In my previous post I described the storage requirements for your enterprise content repository or Data Lake:
- Cost Efficient
- Multi-protocol access
In my experience data maintained in your Data Lake will have these six storage criteria:
The data criteria will likely change based on the analysis being performed at any given time and not necessarily the age of the data so your storage architecture will most likely consist of a federation of arrays, storage media, and access protocol requirements.
Today I commonly see four common storage components used to support most Data Lake’s solutions.
- Integrated HDFS with Hadoop distribution
- HDFS Storage Array Interface
- HDFS by Storage Virtualization Software
- HDFS Analytics Appliances
These components can be federated to leverage your existing storage investments, and meet your data criteria.
INTEGRATED HDFS WITH HADOOP DISTRIBUTION
Many customers start with deploying the Hadoop File System software that comes with their Hadoop distribution on direct attach server storage hardware or enterprise storage arrays. This has many advantages including:
- Tightly coupled with Hadoop software, integrated software support
- Low cost
- Storage hardware choice
I have seen many customers hit the wall with this solution at about 30TB of data. The HDFS standard requires three full copies of the data for redundancy so the raw infrastructure capacity is around 100TB. The operational overhead of replacing failed hardware, backup, and the environmental requirements for this much infrastructure is often not sustainable. Most customers begin to look at enterprise infrastructure solutions as the next logical step.

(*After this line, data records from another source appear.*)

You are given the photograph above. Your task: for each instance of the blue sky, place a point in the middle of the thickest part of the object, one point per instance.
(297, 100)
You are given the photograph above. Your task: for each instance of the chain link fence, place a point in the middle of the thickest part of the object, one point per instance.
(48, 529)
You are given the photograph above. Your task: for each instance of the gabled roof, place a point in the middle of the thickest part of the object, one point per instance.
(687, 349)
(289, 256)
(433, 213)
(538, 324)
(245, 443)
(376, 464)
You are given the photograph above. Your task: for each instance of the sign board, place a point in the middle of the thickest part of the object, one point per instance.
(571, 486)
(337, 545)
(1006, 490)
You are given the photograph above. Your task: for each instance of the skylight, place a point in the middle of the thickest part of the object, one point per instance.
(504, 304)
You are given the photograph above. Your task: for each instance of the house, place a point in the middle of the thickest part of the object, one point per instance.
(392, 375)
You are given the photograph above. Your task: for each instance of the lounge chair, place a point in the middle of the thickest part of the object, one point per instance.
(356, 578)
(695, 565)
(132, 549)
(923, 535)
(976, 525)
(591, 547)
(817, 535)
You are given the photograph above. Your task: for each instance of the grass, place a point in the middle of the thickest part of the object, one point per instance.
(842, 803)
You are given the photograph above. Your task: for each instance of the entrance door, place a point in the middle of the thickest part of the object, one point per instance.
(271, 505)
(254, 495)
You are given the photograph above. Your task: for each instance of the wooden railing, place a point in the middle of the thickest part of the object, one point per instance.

HDFS STORAGE ARRAY INTERFACE
Many customers have large amounts of existing file data they want to be able to analyze. If this data is stored on an enterprise storage array like EMC Isilon the customer can enable HDFS access to this data for analytics. More information on this capability can be found here.
This option has many advantages including:
- Fast time to analytics processing
- NameNode Fault Tolerance
- Eliminate 3x mirroring
- Simultaneous support for Multi-Hadoop distribution
In addition, enterprise storage arrays provide all the data efficiency, and data security, and operational benefits for Big Data they have been providing for other applications for years including:
- Smart-Dedupe for Hadoop
- SEC 17a-4 Compliance
- Kerberos Authentication
- Application Multi-tenancy
As I discussed previously we have build a deployment guide to enable customers to reliably, and rapidly deploy this solution. The guides are available here.
HDFS BY STORAGE VIRTUALIZATION SOFTWARE
While utilizing HDFS natively on a storage array has many benefits, many customers want the flexibility to use any enterprise storage array. EMC ViPR is one example of a new storage virtualization technology that can be used to provide HDFS data services support for almost any major enterprise storage array or direct attach server storage. This has many advantages for Big Data analytics users:
- Multi-protocol access - Object, HDFS, Block (iSCSI), more coming
- Write file, read object & vice versa
- NameNode Fault Tolerance
- Heterogeneous storage
In addition, a storage virtualization software layer still allows the enterprise storage array to provide all it’s traditional benefits including:
- Data efficiency - Eliminate 3x mirroring, de-dup, and compression
- Security - SEC 17a-4 Compliance, Kerberos Authentication
I believe storage virtualization is the most interesting Data Lake storage opportunity. It combines the benefits of enterprise storage with the flexibility of hardware choice. As I discussed previously we have build a deployment guide to enable customers to reliably, and rapidly deploy this solution. The guides are available here.
- Rapid deployment
- Predictable performance & scale
- Optimum resource utilization
- Integrated, simplified management
- Simplified support & maintenance
- Highest Reliability, Availability, and Stability
Appliances solution can be limiting for some customers. Appliance solutions by definition are highly predictable, fully integrated stacks, which tend to lag in the introduction of new features and functionality. The Big Data analytics space is evolving quickly with new HDFS features and functions being introduced every few months. Appliance upgrades can delay access to these new functions so you will want to consider how quickly you want access to the latest and greatest HDFS features.
In conclusion, each of these storage options has strengths and weaknesses. Most customers use a combination of these components in addition to an in memory data grid service to build a fully functional Data Lake solution. Each of these storage options can be federated together from the beginning or as needed to meet your needs.